Im Chorraum sind die Krippenfiguren so aufgestellt, dass sie den Halbkreis der Konche nachzeichnen. Sie stehen vor und auf den einzelnen Stufen, majestätisch und zugleich schlicht, ohne weitere Krippenarchitektur: Das Gotteshaus selbst ist der Stall von Bethlehem, in dem das Kind geboren wird.

 

In der Mitte steht der Trog, in dem das Jesukind, auf Stroh gebettet, ruht. Es ist in der Mitte - denn Gott kommt als Kind in unsere Mitte. So sehr vertraut er uns, dass er uns das Kostbarste schenkt, das er hat: seinen wehrlosen Sohn. Mit seinem diskreten Lächeln und seinen zu uns hin offenen Händen wendet sich der Neugeborene uns zu, und gibt uns ein Beispiel für das rückhaltlose Zutrauen, das ein Kind auszeichnet. Aus eigener Kraft ist es nicht lebensfähig, es braucht andere Menschen. Der Retter der Welt ist auf uns angewiesen.

 

Daneben kniet Maria zu seiner Rechten. Ihre demütige Körperhaltung drückt ihr "Ja" zu Gottes Heilsplan aus. Josef stützt sich ihrer linken Seite andächtig auf seinen Stab.

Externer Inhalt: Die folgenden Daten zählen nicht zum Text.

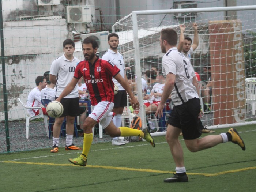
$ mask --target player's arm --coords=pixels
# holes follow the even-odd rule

Ihm schließen sich am Fest der Epiphanie die Weisen aus dem Morgenland mit dem eleganten Dromedar an, dessen Fell und Sattel detailiert ausgearbeitet wurden. Auch die Hirten kommen mit ihren Gaben. Bewunderung, Ehrfurcht und Anbetung spiegeln sich in den Haltungen aller Figuren wider.

 

Selbst wenn die in den Evangelien verzeichnete Geschichte die Grundlage für jede Krippendarstellung bleibt, sind aus der Tradition weitere Elemente hinzugekommen. Der Ochse und der Esel sind aus dem Buch des Propheten Jesaja in die Krippe eingezogen. Dort heißt es ganz am Anfang im ersten Kapitel: "Ein Ochse kennt seinen Besitzer und ein Esel die Krippe seines Herrn; Israel aber hat kein Erkenntnis, mein Volk hat keine Einsicht."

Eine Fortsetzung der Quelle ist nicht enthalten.